Zionists and the Holocaust, The One with a Capital H as Well as the One Taking Place Today
A disturbing reflection by Guillermo Calvo Mahé, April 30, 2024
This reflection is long overdue and deals with facts that have been in plain sight for a very long time but which have been obfuscated, distorting the terrible reality in which we find ourselves and thus, making real solutions to the problems we face unattainable. However, the horrible deliberate slaughter we are experiencing in the Middle East, specifically in Palestine (Hedges, 2024, Al Jazeera, 2017), has brought the issue treated in this reflection to the forefront and, if the phrase “never again” is ever to attain the meaning ascribed to it (primarily as a slogan) following the Holocaust, it is essential that the concepts involved be fully and accurately examined. The topic dealt with in this reflection deals with the sociopolitical phenomenon known as Zionism, a widely used term usually devoid of context which, to an extent, this reflection seeks to provide. Not as a mere academic exercise but as a wakeup call and an existential warning, especially to the Jewish community which has been and continues to be used and abused by Zionists for their own nefarious purposes.

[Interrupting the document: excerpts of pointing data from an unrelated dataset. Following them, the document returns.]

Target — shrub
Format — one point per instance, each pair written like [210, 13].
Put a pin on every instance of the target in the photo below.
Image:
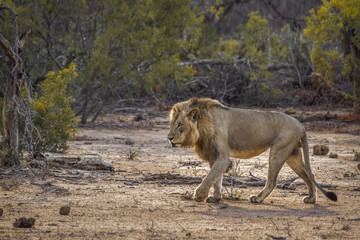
[53, 120]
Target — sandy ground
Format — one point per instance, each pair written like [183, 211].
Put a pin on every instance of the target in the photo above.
[119, 204]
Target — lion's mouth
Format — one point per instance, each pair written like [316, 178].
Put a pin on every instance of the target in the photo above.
[175, 144]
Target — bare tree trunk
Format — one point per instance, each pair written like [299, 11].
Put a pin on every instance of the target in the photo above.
[10, 125]
[355, 77]
[14, 78]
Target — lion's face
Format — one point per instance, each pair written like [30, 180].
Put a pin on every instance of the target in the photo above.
[183, 127]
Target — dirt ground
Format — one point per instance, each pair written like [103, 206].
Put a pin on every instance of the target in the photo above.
[122, 204]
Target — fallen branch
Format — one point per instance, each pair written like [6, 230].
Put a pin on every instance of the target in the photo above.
[177, 179]
[87, 162]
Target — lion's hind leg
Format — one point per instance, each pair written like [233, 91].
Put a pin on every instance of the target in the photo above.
[216, 197]
[277, 158]
[296, 163]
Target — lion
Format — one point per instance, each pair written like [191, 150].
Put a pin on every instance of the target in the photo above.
[217, 132]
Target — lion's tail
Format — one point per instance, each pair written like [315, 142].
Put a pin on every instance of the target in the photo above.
[331, 195]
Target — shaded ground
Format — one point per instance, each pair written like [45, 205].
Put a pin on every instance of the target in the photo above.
[121, 205]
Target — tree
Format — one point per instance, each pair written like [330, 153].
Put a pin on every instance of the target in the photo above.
[15, 77]
[335, 30]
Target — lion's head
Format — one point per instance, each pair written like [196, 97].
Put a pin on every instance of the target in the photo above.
[183, 125]
[191, 125]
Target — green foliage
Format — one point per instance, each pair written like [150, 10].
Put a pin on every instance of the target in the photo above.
[327, 27]
[260, 46]
[141, 42]
[208, 42]
[53, 117]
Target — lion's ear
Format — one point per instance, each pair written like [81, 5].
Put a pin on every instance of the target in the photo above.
[173, 111]
[193, 114]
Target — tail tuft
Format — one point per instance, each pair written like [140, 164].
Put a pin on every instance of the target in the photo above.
[332, 196]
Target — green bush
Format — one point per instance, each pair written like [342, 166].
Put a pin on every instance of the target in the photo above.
[53, 120]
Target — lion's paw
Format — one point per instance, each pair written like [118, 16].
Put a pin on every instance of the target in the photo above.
[255, 199]
[309, 200]
[200, 195]
[213, 200]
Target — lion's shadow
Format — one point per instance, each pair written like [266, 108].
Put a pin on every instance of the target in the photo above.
[230, 210]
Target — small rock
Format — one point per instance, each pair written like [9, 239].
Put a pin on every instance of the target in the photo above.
[64, 210]
[320, 150]
[290, 111]
[24, 222]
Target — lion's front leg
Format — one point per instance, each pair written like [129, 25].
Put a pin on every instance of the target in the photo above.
[213, 178]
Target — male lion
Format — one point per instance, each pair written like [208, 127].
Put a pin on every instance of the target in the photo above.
[217, 132]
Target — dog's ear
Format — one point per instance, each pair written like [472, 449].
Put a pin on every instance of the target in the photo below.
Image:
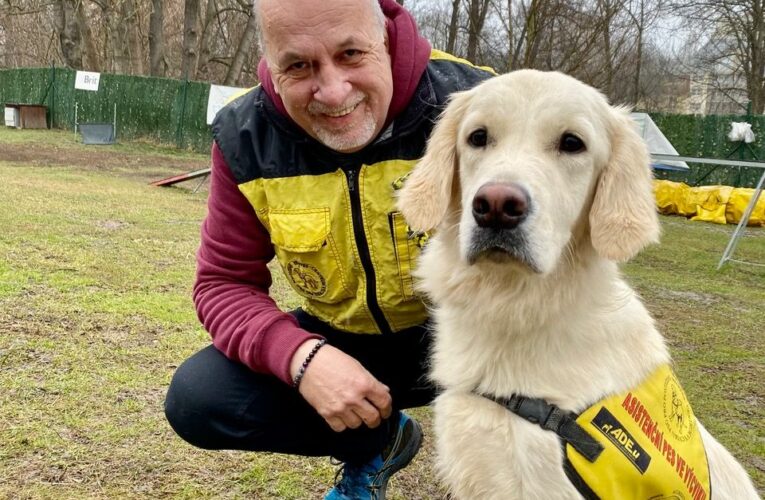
[425, 197]
[623, 216]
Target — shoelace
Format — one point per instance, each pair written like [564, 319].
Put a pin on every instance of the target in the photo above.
[341, 471]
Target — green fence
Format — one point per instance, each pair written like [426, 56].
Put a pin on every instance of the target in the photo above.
[174, 111]
[164, 110]
[707, 137]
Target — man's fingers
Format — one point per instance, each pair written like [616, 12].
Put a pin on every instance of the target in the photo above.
[381, 400]
[369, 414]
[336, 424]
[352, 420]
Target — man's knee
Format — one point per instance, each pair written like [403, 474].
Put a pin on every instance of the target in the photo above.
[192, 403]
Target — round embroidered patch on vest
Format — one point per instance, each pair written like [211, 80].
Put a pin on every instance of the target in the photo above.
[307, 278]
[677, 411]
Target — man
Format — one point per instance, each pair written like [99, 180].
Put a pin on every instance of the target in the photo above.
[304, 168]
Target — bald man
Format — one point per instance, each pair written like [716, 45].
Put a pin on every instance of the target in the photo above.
[304, 168]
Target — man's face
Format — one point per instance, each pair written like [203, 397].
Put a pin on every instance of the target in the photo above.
[330, 65]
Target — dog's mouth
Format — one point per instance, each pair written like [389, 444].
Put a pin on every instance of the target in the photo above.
[504, 246]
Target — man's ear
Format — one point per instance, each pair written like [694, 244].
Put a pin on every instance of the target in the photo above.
[427, 191]
[623, 216]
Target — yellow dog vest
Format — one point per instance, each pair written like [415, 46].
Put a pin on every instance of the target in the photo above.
[652, 445]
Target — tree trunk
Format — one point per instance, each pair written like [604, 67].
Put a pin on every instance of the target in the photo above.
[206, 40]
[244, 48]
[639, 62]
[157, 65]
[134, 48]
[89, 51]
[608, 60]
[190, 36]
[117, 41]
[68, 34]
[477, 18]
[453, 26]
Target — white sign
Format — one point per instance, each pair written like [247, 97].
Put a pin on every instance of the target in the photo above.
[87, 80]
[219, 97]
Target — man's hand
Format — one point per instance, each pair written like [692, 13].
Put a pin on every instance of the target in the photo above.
[342, 391]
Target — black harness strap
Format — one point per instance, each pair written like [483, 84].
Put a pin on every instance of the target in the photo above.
[551, 418]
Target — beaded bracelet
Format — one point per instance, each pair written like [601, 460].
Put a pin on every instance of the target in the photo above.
[301, 372]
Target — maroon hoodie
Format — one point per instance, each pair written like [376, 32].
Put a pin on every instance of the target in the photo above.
[231, 289]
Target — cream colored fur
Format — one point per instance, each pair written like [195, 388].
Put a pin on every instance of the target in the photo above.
[558, 323]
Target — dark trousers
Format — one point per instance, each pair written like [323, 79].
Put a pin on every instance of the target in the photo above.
[215, 403]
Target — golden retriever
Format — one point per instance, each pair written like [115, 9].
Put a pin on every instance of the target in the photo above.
[536, 187]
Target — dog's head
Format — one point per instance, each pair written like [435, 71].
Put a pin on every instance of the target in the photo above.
[521, 162]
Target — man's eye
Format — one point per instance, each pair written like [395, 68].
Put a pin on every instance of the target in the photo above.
[352, 54]
[297, 67]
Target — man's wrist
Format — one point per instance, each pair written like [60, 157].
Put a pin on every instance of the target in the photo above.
[301, 355]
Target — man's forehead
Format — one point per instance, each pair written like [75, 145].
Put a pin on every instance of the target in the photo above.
[300, 9]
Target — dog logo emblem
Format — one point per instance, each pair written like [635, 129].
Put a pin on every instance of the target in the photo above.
[307, 278]
[678, 416]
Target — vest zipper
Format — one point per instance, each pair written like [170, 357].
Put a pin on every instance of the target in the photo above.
[363, 246]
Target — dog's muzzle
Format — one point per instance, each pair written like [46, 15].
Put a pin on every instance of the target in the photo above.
[500, 206]
[499, 209]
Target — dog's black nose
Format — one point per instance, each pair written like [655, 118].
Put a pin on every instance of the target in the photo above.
[500, 206]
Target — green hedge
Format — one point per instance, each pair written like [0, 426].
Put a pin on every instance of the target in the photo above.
[174, 111]
[164, 110]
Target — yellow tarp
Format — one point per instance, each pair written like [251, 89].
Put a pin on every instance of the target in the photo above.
[719, 204]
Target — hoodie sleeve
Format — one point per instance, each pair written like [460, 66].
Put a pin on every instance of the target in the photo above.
[232, 282]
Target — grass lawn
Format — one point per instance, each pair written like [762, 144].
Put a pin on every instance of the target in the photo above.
[96, 269]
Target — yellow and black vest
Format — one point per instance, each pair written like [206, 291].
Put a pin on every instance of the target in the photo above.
[338, 238]
[652, 445]
[643, 444]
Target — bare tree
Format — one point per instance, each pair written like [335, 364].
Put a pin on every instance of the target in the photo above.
[157, 63]
[68, 33]
[733, 56]
[190, 38]
[477, 11]
[243, 48]
[453, 27]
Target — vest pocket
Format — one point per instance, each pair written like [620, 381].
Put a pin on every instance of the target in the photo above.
[406, 252]
[308, 253]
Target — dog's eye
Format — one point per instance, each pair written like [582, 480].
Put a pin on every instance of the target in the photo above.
[478, 138]
[570, 143]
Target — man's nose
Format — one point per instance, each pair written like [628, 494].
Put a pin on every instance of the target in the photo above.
[333, 86]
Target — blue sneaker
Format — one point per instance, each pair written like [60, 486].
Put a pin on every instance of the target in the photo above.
[370, 480]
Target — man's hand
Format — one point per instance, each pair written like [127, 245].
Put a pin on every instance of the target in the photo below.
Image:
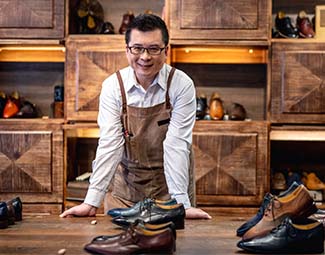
[196, 213]
[83, 210]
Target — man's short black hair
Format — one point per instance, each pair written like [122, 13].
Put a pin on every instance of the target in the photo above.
[147, 22]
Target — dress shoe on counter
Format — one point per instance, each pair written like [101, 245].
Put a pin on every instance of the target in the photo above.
[17, 208]
[289, 237]
[304, 25]
[155, 214]
[133, 210]
[138, 224]
[3, 215]
[298, 204]
[136, 241]
[285, 27]
[312, 182]
[259, 215]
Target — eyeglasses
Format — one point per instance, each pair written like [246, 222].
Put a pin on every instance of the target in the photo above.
[137, 50]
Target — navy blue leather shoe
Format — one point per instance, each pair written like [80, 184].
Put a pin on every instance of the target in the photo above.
[254, 220]
[289, 237]
[133, 210]
[3, 215]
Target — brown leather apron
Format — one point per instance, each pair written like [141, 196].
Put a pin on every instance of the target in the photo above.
[141, 172]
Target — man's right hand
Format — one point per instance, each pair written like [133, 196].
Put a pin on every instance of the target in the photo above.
[82, 210]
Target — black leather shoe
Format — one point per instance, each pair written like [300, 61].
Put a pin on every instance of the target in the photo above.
[156, 214]
[133, 210]
[3, 215]
[140, 225]
[17, 208]
[267, 199]
[285, 27]
[289, 238]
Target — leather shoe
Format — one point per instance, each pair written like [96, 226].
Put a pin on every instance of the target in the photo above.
[289, 238]
[17, 208]
[259, 215]
[3, 215]
[137, 224]
[133, 210]
[134, 241]
[155, 214]
[298, 204]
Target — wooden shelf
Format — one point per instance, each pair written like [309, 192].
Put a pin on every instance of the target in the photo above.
[222, 55]
[32, 53]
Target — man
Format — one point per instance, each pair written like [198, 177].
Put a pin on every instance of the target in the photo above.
[146, 116]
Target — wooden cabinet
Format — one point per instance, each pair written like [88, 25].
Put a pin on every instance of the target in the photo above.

Zionism was originally a positive and important defensive reaction to European antisemitism seeking to encourage persecuted Jews worldwide to unite to aggressively defend their rights to equality and eventually, to establish a special refuge under Jewish control (Eichler, 2013). Many places were considered, including Argentina, Brazil and Uganda but eventually, the Palestinian portion of the Ottoman Empire came to be especially coveted, although it had been inhabited for millennia by, among others, the descendants of Jews who had refused to leave Palestine despite Roman persecution, most of whom had first been forcibly converted to Christianity and then to Islam. Those descendants of the original Hebrew population form the core of today’s Palestinians, albeit intermixed with other nationalities and cultures including Arab migrants.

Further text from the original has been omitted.